I went to a large public school in the East San Francisco Bay Area, and as I progressed through high school, I became more aware that I did not know many of my classmates. This was when I realized that I could begin to form deeper relationships with members of my community by starting with the ones in my hometown near Oakland, California.
Living around an urban center of many Indigenous communities sparked my interest in the work of Vincent Medina, a local food activist and member of the Muwekma Ohlone Tribe of the East Bay. Medina spurred the revival of the Chochenyo language — part of a larger dialect continuum that spans from the San Francisco Bay to the Central Coast of California — by co-founding mak-’amham, the only Ohlone restaurant in the world. By cooking and offering food to his community, Medina created a pathway to his language.
Chochenyo’s linguistic diversity is comparable to the Romance languages spanning the Mediterranean region. Although it was spoken in the areas now known as Oakland and Berkeley, which sit on the ancestral lands of the Ohlone, much of its documentation is from when Chochenyo speakers lived around Mission San Jose in Fremont, California.
Researching Revival
It was Medina’s efforts to revive his endangered language, and the fact that the Ohlone Tribe is not federally recognized, that inspired my interest in language engineering as a scholar of the Laidlaw Scholars Leadership and Research Program at Barnard. The Laidlaw Program accelerated my research by helping me connect with my research advisor, Mara Green, assistant professor of anthropology. Courses such as Introduction to Native American Religious Traditions with Tiffany Hale in the Religion Department and Ross Perlin’s Endangered Languages in the Global City at Columbia have also informed my research by providing me with insight into non-Western faiths, philosophies, and linguistic practices.
In my project, I discuss the role of language engineering — the process of inventing new words for a preexisting language — in the context of education and academia. Many Indigenous languages may not have the vocabulary to succinctly describe present-day technical terms or academic jargon, which can be a roadblock to Indigenous language use at the secondary or tertiary level of education.
With language engineering, speakers of Indigenous languages can create new ways to describe the objects in their daily lives without importing countless loanwords. This process supports the preservation of native languages and expression, effectively preventing language extinction and the constant need to shift into English.
By deeply exploring language identities through my project, I hope to contribute to the work that Indigenous researchers and linguist-activists are doing — and help promote the healing of historical trauma and loss.
My research suggests that Indigenous language revitalization has the potential to have an incredible impact on educational outcomes. It’s especially compelling that revitalization often leads to demonstrably positive health outcomes.
While working on my research project, I came across Sterling Martin, a member of the Navajo Nation. Martin started Project ENABLE (Enriching Navajo as a Biology Language for Education), which aims to expand the scientific vocabulary for Navajo peoples. His work shows that when complex scientific terms are engineered rather than borrowed from English, biological science concepts are much easier to grasp for the nonscientists in his community. Using culturally familiar terms in academic environments, such as a high school science class on a reservation, facilitates learning, and these terms can be particularly relevant in medical or healthcare contexts.

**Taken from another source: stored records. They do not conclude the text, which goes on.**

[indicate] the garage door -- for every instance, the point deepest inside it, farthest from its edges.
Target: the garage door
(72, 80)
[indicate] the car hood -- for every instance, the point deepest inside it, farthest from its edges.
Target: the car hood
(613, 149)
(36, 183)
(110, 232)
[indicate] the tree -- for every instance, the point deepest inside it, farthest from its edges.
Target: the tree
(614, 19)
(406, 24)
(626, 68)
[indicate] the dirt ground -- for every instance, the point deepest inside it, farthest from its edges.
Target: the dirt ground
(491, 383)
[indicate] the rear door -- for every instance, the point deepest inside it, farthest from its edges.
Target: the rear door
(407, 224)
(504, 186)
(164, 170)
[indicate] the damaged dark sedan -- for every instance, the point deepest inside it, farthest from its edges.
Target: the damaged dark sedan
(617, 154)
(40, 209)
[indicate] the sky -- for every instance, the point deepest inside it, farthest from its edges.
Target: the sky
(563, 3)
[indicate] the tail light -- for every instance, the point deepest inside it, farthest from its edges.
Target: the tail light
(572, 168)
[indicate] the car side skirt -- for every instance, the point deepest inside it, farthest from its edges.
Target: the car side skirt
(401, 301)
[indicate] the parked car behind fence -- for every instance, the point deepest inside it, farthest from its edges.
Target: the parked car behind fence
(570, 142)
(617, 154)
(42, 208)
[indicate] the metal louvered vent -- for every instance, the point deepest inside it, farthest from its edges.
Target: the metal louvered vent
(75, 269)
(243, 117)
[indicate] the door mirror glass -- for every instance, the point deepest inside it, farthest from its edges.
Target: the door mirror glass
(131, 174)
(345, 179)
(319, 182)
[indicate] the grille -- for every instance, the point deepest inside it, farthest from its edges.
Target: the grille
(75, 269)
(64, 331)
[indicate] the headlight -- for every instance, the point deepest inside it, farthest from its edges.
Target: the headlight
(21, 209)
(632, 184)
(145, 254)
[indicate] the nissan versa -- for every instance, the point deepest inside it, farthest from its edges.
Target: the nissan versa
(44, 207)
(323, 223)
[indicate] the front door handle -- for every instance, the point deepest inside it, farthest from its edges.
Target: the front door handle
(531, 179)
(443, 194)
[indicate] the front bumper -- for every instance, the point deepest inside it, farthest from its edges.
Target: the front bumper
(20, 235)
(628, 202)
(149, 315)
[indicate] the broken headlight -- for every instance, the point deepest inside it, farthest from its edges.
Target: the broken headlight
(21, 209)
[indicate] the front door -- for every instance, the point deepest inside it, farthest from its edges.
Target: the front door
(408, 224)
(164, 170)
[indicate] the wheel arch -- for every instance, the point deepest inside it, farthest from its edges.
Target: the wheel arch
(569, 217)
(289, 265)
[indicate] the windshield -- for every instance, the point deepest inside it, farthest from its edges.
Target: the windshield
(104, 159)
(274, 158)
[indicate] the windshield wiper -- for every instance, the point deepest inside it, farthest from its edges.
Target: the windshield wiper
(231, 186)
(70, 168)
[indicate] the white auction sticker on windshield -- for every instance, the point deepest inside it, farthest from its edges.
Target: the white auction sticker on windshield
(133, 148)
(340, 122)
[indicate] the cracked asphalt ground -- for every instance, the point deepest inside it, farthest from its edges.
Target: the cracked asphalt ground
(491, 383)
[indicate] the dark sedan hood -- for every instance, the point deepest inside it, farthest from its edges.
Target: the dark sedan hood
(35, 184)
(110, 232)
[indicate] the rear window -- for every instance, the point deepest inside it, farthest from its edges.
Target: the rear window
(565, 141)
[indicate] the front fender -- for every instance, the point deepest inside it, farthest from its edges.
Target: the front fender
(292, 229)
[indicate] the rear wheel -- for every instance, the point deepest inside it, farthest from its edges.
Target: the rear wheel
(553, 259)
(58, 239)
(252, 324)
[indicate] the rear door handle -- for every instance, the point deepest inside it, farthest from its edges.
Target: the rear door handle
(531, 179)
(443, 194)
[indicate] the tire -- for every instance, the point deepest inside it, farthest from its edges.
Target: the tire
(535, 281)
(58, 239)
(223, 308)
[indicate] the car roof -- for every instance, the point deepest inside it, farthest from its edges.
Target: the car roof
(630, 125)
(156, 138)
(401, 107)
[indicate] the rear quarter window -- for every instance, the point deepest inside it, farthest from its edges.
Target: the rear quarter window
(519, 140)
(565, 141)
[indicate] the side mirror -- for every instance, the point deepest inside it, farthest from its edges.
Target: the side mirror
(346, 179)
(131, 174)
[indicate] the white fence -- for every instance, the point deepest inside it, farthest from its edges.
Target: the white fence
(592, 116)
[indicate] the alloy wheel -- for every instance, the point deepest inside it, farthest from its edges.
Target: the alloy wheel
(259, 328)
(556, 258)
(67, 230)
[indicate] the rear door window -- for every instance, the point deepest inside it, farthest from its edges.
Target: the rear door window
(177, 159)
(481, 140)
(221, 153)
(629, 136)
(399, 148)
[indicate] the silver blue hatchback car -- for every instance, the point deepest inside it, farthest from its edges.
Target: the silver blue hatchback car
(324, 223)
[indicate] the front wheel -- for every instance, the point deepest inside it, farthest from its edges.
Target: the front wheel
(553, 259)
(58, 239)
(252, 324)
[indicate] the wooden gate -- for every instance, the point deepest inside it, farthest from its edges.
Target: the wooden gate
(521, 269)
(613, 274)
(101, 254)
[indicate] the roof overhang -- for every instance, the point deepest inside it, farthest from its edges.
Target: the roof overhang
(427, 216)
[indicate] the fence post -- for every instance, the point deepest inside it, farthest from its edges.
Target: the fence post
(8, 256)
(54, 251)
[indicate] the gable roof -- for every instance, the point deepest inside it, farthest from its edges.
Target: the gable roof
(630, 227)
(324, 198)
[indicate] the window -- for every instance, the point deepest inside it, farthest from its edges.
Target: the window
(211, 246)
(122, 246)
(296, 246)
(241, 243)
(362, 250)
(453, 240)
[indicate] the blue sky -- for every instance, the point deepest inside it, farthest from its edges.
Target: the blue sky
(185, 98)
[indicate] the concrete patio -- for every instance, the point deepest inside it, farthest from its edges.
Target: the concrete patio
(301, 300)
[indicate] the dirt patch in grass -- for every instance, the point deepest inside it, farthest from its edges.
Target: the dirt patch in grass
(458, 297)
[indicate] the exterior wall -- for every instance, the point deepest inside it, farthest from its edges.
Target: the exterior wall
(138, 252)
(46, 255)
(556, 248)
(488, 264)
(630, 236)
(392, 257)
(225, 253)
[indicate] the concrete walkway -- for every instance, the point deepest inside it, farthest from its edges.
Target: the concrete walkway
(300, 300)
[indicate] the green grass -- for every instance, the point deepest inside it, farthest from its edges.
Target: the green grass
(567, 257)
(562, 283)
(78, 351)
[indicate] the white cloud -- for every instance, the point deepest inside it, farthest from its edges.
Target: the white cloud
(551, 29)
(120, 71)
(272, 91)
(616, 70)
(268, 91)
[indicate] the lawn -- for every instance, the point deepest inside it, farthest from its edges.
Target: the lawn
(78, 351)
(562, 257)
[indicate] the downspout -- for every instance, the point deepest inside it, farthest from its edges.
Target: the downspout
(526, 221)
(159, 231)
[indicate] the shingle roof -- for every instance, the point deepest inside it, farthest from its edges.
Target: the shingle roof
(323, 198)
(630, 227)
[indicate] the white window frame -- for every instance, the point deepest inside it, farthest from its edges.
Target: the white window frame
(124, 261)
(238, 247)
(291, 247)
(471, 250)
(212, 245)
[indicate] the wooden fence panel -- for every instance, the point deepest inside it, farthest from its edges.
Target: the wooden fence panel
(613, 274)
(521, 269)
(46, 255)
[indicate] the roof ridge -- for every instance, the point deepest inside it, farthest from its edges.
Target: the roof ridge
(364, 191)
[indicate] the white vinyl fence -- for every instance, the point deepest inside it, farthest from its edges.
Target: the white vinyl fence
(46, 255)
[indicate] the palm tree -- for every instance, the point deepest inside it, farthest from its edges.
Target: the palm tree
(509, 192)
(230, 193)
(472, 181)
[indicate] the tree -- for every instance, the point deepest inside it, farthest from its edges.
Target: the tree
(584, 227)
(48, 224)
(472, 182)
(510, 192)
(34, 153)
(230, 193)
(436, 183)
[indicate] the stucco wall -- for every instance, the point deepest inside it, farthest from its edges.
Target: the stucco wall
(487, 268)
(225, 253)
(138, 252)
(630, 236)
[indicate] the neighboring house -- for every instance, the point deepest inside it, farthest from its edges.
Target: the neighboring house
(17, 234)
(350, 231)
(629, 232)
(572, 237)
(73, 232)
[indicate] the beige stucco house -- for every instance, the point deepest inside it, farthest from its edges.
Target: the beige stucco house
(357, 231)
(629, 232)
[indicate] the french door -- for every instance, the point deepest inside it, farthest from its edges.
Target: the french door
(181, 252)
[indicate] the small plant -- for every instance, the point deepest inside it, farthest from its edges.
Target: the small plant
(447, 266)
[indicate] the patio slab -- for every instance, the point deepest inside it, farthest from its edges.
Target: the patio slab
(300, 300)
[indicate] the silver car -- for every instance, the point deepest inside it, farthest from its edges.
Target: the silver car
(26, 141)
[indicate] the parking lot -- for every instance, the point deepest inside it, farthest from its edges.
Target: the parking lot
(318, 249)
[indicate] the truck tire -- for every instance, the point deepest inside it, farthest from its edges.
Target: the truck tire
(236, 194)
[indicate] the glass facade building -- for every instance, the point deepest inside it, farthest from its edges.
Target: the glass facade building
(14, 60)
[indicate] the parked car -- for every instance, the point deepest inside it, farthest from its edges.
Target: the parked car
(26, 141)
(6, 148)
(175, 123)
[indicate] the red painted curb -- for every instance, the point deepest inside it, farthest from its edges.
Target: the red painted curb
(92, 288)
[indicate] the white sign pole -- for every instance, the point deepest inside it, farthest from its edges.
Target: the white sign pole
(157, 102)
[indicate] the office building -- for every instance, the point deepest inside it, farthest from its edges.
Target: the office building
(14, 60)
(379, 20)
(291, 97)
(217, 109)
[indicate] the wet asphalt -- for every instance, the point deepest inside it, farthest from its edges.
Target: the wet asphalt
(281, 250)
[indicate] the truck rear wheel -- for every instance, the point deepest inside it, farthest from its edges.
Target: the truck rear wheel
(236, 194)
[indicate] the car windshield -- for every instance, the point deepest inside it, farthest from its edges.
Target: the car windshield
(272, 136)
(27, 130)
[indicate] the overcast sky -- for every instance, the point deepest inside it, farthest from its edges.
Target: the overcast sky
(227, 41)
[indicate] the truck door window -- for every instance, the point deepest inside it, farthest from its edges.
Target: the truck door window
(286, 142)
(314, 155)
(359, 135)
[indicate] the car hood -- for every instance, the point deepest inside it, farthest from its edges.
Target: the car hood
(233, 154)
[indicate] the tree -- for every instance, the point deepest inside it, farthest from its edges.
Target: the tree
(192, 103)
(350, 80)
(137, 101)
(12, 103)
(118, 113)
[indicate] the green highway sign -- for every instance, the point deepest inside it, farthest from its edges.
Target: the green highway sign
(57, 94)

Challenges and Looking Ahead
As I continue to collect, analyze, and broaden my research, I have faced the abstract notion of “practicality” as a challenge to Indigenous linguistic progress. I’ve found that some members of minority-language communities, school board members, lawmakers, and even some linguists hold the idea that languages with few speakers are not worth learning and that the utility of a language is determined by its speaker base.
My project will work to counter this notion, especially since this line of thinking is particularly easy to fall into for native English speakers whose lives can be navigated monolingually. The issue of “practicality” is exacerbated by the immense and persisting stigma surrounding Indigenous language and identity.
Over the course of centuries, speakers of languages other than English — especially the Indigenous languages of North America — were violently oppressed. For generations, thousands of Indigenous children were forced to attend government-mandated boarding schools where they were subject to a broad manner of abuse and punished for speaking their native languages. The assimilation model employed in the history of North American education drives my research to look closely at the role of local and state-level politics in regulating school curricula to advance oppressive agendas by way of linguistic desecration.
We live in an exciting time for Indigenous language revival, with marked turning points, both in the type of linguistic reclamation found in Indigenous communities and in the way that academia views endangered languages.